Vintage travel posters show a softer side of the Soviet Union

In the 1920s and '30s, the Soviet Union wanted to attract wealthy European and American tourists to raise funds for its planned industrialization.

So it commissioned emerging artists to make a series of posters, magazine ads, and textile designs that portrayed the USSR as a country of leisure, comfort, and luxury.

Recently featured in an exhibition at London's Gallery for Russian Arts and Design (GRAD) called "See USSR," the vintage propaganda illustrates a different, softer side of the Soviet Union.

The posters and art were originally commissioned by a government organization known as Intourist, which was responsible for foreign tourism in the Soviet Union. They were modeled on the art deco style that was used at the time to advertise European destinations and were printed in English.

"Through Intourist's posters you really see this country that never existed," curator and director of the gallery Elena Sudakova told the Creative Review. "They used this European language, this very glamorous language.

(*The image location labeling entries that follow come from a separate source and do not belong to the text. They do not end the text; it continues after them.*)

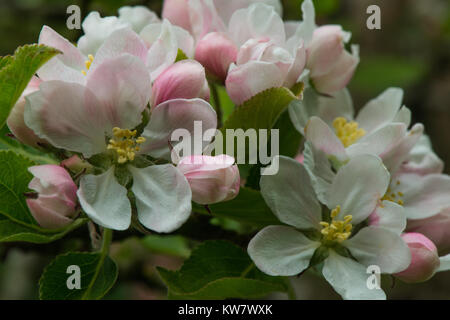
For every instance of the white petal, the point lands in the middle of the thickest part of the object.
(164, 47)
(324, 139)
(176, 114)
(349, 278)
(290, 195)
(96, 30)
(358, 186)
(121, 41)
(105, 201)
(163, 197)
(381, 247)
(424, 196)
(390, 216)
(259, 21)
(281, 251)
(381, 110)
(319, 168)
(69, 116)
(122, 84)
(445, 263)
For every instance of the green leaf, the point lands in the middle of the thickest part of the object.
(219, 270)
(181, 56)
(17, 71)
(261, 111)
(7, 143)
(14, 179)
(97, 277)
(248, 208)
(14, 232)
(172, 245)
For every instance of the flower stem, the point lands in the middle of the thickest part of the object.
(217, 104)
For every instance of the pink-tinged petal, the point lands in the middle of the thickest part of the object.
(122, 85)
(340, 75)
(176, 114)
(324, 139)
(389, 215)
(177, 12)
(247, 80)
(16, 121)
(163, 47)
(422, 160)
(226, 8)
(204, 18)
(348, 277)
(137, 16)
(259, 21)
(163, 197)
(380, 247)
(326, 47)
(358, 187)
(423, 196)
(55, 205)
(380, 111)
(296, 68)
(424, 259)
(281, 251)
(212, 179)
(105, 201)
(436, 228)
(66, 66)
(97, 30)
(382, 142)
(216, 51)
(290, 195)
(122, 41)
(69, 116)
(183, 80)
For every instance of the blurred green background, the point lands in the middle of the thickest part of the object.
(412, 51)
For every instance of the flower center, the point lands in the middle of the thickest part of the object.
(347, 132)
(393, 196)
(88, 63)
(337, 230)
(125, 144)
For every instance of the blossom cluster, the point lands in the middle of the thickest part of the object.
(365, 189)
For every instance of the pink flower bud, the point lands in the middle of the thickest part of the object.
(436, 228)
(330, 65)
(212, 179)
(216, 52)
(424, 259)
(177, 12)
(75, 164)
(55, 205)
(183, 80)
(16, 121)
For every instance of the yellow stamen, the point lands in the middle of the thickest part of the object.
(125, 144)
(347, 132)
(337, 230)
(88, 64)
(392, 196)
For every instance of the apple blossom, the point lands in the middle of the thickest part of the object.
(16, 122)
(286, 251)
(99, 118)
(216, 52)
(55, 205)
(212, 179)
(185, 79)
(436, 228)
(424, 259)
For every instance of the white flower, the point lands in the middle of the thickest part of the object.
(355, 192)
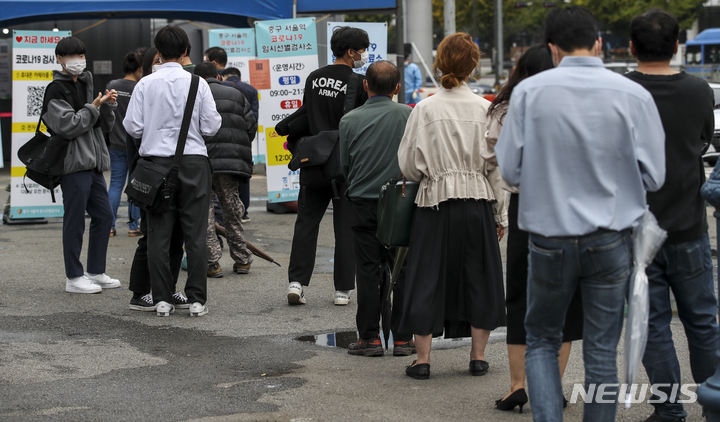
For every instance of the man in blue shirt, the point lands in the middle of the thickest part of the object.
(584, 144)
(413, 82)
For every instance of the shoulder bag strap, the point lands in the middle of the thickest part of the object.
(352, 93)
(187, 116)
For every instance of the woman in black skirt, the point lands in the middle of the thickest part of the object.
(533, 61)
(454, 281)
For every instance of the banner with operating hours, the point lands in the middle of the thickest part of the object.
(33, 62)
(287, 54)
(377, 32)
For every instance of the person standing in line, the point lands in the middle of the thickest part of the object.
(72, 111)
(413, 81)
(231, 77)
(454, 271)
(230, 154)
(322, 109)
(119, 163)
(155, 114)
(142, 299)
(369, 140)
(579, 198)
(535, 60)
(684, 264)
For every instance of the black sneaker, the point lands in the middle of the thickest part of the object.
(403, 348)
(366, 348)
(180, 301)
(142, 303)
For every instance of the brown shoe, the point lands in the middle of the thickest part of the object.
(214, 271)
(241, 268)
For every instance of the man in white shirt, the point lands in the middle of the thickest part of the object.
(155, 114)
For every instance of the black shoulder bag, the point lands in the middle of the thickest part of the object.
(152, 185)
(44, 158)
(319, 155)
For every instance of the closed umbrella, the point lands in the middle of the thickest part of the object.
(648, 238)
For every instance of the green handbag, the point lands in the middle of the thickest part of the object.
(396, 209)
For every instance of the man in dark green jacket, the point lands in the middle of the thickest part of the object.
(369, 140)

They are trying to attract European and American tourists, by means of the language that was familiar to them."

Check out some of the posters below.

What will you see on your visit to the USSR?

Image courtesy GRAD: Gallery for Russian Arts and Design and Antikbar.co.uk

Early Intourist poster by Aleksandr Froloff (1930).

Driving through the mountains has never been so fun and leisurely.

Image courtesy GRAD: Gallery for Russian Arts and Design and Antikbar.co.uk

Poster by Aleksandr Zhitomirsky (1939).

Relax and get healthy at the Soviet Union's health resorts.

Image courtesy GRAD: Gallery for Russian Arts and Design and Antikbar.co.uk

Poster by Maria Nesterova-Berzina (1930s).

"This is more than a pleasure trip, this is a voyage into a new world!"

Image courtesy GRAD: Gallery for Russian Arts and Design and Antikbar.co.uk

Poster by Nikolay Zhukov and Viktor Klimashin (1935).